24 Recurrent Ulnar Neuropathy
24.1 Patient History Leading to the Specific Problem
A 54-year-old man is referred with persistent ulnar neuropathy following decompression and transposition over 1 year ago. His symptoms began about 1.5 years ago when he began to notice weakness and clumsiness in his right hand. A diagnosis of severe cubital tunnel syndrome was made, followed by ulnar nerve transposition. Postoperatively, however, he has continued to experience progressive loss of ulnar nerve function and severe ulnar nerve pain for which he takes nortriptyline. He complains of hypersensitivity along the ulnar aspect of his forearm, hand, and ring and small fingers.
24.2 Anatomic Description of the Patient’s Current Status
The patient has a well-healed longitudinal curvilinear scar behind the left medial epicondyle extending approximately 6 cm. He has marked ulnar intrinsic atrophy of the left hand, very little ulnar intrinsic function, and a very positive Froment’s sign (▶Fig. 24.1). He has very weak ulnar extrinsic function as well. His pinch and grip strengths on the right are 9 and 55 lb, respectively, compared to 20 and 110 lb, respectively, on the left. His 2-point discrimination in the median nerve distribution is between 4 and 5 mm, but no detectable 2-point discrimination or even light touch sensation in the ulnar nerve distribution. He has a strong Tinel’s sign at the right elbow and especially at the distal end of his scar where it seems his enlarged ulnar nerve is almost palpable.
Fig. 24.1 Intrinsic wasting secondary to ulnar nerve neuropathy. The first dorsal interosseous muscle is most notably deficient.
24.3 Recommended Solution to the Problem
A common problem after ulnar nerve transposition is insufficient release and mobilization of the nerve at the most proximal and distal extent of dissection that leads to an acute angle of turn of the nerve both proximally and distally after transposition. Insufficient soft tissue and fascial release will also cause a firm edge against which the nerve will press as its course changes in its transposed location. All of these areas will need to be released and the ulnar nerve further mobilized both proximally and distally so its course is more gradual and smooth as it transitions from its anatomic location to the transposed position. His symptoms are also suspect for injury to one or more branches of the medial antebrachial cutaneous (MBAC) nerve, which will need neuroma excision and proximal transposition into muscle away from the scar.
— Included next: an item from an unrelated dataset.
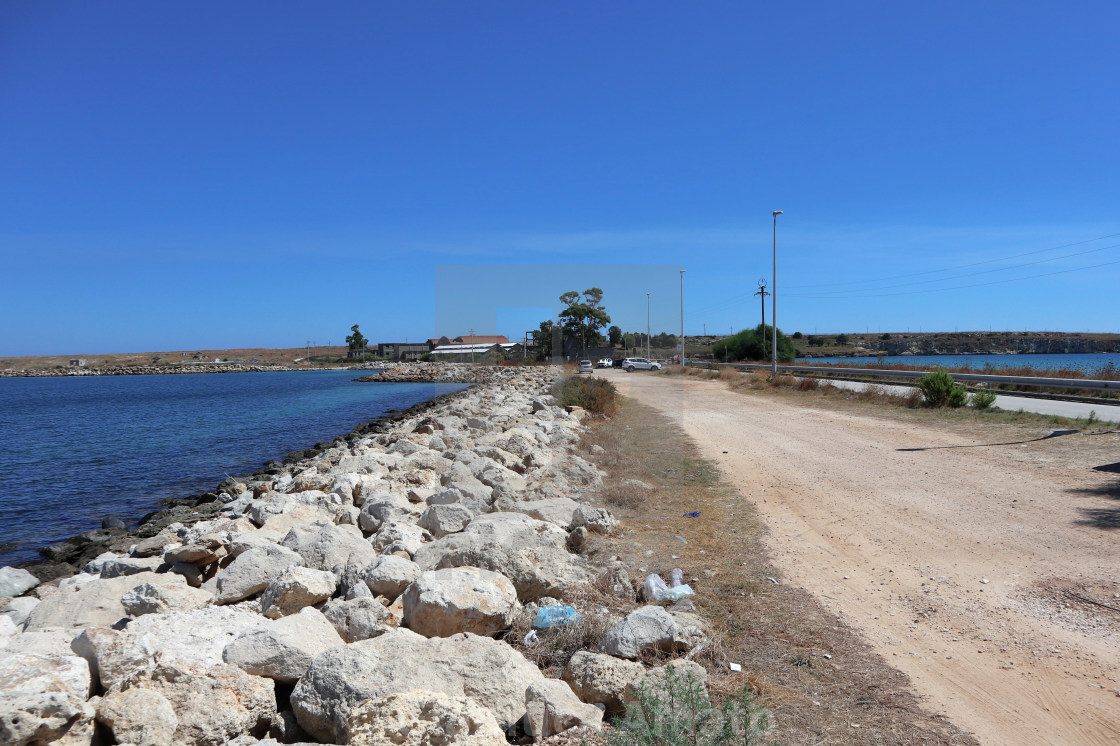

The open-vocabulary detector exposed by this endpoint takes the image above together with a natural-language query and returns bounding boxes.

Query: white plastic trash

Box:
[642,572,669,604]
Finally, he has significant muscle atrophy after a prolonged period of chronic denervation. An appropriate and thorough decompression at this point will be helpful, especially for his pain and sensation, but muscle reinnervation may be more limited because of the chronic duration of his problem. As such, a nerve transfer from the distal anterior interosseous nerve (AIN) should be considered to provide a source of motor axons in closer proximity to the intrinsic muscles and allow faster reinnervation. If done in a reverse end-to-side (RETS) or supercharge end-to-side (SETS) fashion, any reinnervation from his recovering ulnar nerve would still be possible and additive.
24.3.1 Recommended Solution to the Problem
• MABC nerve branches and neuromas need to be identified, excised, and the proximal nerve transposed proximally away from scar.
• The ulnar nerve should be more extensively mobilized to release all scar and existing or potential compression points, including all fascial and septal edges.
• There should be easy transposition of the nerve without sharp bends or pressure points at the proximal and distal endpoints of dissection.
• SETS nerve transfer from the distal AIN should be done to optimize intrinsic muscle reinnervation and supplement the recovering ulnar nerve.
His previous scar is excised, reopened, extended both proximally and distally, and skin flaps re-elevated. Branches of the MABC should be identified and any neuromas excised, mobilized, and transposed proximally into innervated muscle to minimize the risk of recurrent neuroma formation. The transposed ulnar nerve is identified, and any overlying scar is released, especially if a fascial sling was constructed to keep it in a transposed position and is now causing any compression. At the proximal and distal exposures, the nerve is remobilized, and the muscle and fascial planes dissected and released to ensure that the nerve takes a smooth curving course to and from its transposed position without any kinking or palpable fascial edges against it. If a submuscular transposition was done before or is being done, intermuscular septa between the forearm muscles under the transposed nerve should also be excised to provide a smooth, soft bed for the nerve without ridges or firm edges that may become more pronounced with scarring. If a new fascial sling needs to be constructed to keep the nerve transposed, it should be very loose and ideally any fascial suturing should be kept away from the nerve and not directly over it if possible (▶Fig. 24.2). Nerve branches coming off the nerve within the cubital tunnel, usually articular and flexor carpi ulnaris (FCU) branches, should be neurolysed from the nerve proximally to gain sufficient length to allow easy anterior transposition without tethering.